Investigating the Polymer Structure Effects on SBS-Modified Asphalt Binders under Short-Term Aging through the Artificial Neural Networks, Genetic Algorithms, and Fuzzy Logic

SBS-modified asphalt (SBSMA) exhibits complicated aging behavior in the weathering environment due to oxidation of the matrix asphalt, degradation of the SBS, and disruption of the SBS-asphalt relationship. The weathering process of SBS-modified asphalt has been studied extensively. However, most of this research has taken a broad, environmental approach.
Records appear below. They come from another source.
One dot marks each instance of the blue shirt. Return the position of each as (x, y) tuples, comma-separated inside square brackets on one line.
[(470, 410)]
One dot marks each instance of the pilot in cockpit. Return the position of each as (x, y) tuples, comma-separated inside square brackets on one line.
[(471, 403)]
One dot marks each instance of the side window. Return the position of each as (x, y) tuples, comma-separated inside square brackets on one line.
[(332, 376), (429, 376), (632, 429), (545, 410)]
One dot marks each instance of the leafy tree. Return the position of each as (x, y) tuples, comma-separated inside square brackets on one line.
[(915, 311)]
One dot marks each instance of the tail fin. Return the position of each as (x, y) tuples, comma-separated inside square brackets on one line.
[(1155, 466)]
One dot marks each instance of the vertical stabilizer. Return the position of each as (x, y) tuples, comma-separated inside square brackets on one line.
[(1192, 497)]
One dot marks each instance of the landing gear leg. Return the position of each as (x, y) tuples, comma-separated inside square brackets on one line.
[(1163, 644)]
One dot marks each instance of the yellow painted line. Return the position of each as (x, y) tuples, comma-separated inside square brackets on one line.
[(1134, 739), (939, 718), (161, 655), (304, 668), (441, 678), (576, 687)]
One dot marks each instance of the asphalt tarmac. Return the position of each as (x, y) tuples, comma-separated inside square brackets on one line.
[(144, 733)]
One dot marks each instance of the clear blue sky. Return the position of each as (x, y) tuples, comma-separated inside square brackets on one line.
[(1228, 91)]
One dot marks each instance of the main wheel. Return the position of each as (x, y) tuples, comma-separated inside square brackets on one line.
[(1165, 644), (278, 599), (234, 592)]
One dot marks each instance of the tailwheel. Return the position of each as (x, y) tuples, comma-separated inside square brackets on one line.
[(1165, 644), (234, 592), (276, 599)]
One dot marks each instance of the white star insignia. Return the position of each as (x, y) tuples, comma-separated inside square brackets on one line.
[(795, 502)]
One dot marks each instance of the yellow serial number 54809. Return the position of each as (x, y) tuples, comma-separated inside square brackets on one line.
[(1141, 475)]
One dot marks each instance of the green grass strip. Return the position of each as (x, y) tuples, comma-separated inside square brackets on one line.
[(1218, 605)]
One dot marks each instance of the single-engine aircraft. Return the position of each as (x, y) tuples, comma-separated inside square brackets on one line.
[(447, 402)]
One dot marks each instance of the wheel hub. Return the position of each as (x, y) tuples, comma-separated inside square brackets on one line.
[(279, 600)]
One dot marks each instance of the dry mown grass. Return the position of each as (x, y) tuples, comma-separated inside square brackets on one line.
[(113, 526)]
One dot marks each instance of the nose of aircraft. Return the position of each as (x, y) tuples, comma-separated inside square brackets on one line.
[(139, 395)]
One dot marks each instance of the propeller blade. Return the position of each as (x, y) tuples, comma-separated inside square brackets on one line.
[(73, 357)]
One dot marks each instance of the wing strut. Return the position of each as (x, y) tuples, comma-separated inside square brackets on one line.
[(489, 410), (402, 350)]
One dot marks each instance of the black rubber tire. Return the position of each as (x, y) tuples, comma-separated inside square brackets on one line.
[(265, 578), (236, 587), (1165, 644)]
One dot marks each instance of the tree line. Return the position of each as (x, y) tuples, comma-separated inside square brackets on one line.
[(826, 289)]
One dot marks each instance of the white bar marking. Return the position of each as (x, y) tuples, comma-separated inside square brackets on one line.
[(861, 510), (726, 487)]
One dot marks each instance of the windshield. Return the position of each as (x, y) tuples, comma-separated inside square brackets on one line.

This research delved into the nuanced effects of aging on low polymer-modified asphalt (LPMA) compositions integrated with a rejuvenating agent (RA), leveraging advanced computational intelligence methodologies. The study uniquely employed fuzzy logic, Artificial Neural Networks (ANN), and genetic algorithms to forecast and analyze the performance dynamics of distinct asphalt mixtures. Five asphalt mixtures were examined: a PG 58-28 binder served as the foundational benchmark, while the subsequent four used modified PG 58-28 with different ratios of Ethylene Vinyl Acetate (EVA) and sesame oil (RA). Assessment methodologies comprised the Resilient Modulus Test, Wheel Track Test, Flow Time, Direct Tension, and Quarter-Circle Bend tests. The ANN framework was instrumental in predicting rutting and crack trajectories, while fuzzy logic facilitated understanding the intricate interplays between component ratios and resultant performance metrics. Genetic algorithms optimized the EVA and RA ratios for enhanced efficacy. Initial results demonstrated that the amalgamation of EVA and RA strengthened the overall lifespan and rutting resilience of the asphalt composites. Enhanced blends, optimized using the genetic algorithm, exhibited improved resistance to initial crack formations relative to the baseline. As the aging process advanced, the modified blend's resilience to recurrent stress-induced cracks experienced minor reductions but paralleled the foundational benchmark. A harmonized combination, pinpointed via the genetic algorithm containing 6.5% EVA and 6% RA, emerged as the most proficient in amplifying durability, resistance against deformations, and immediate crack resistance.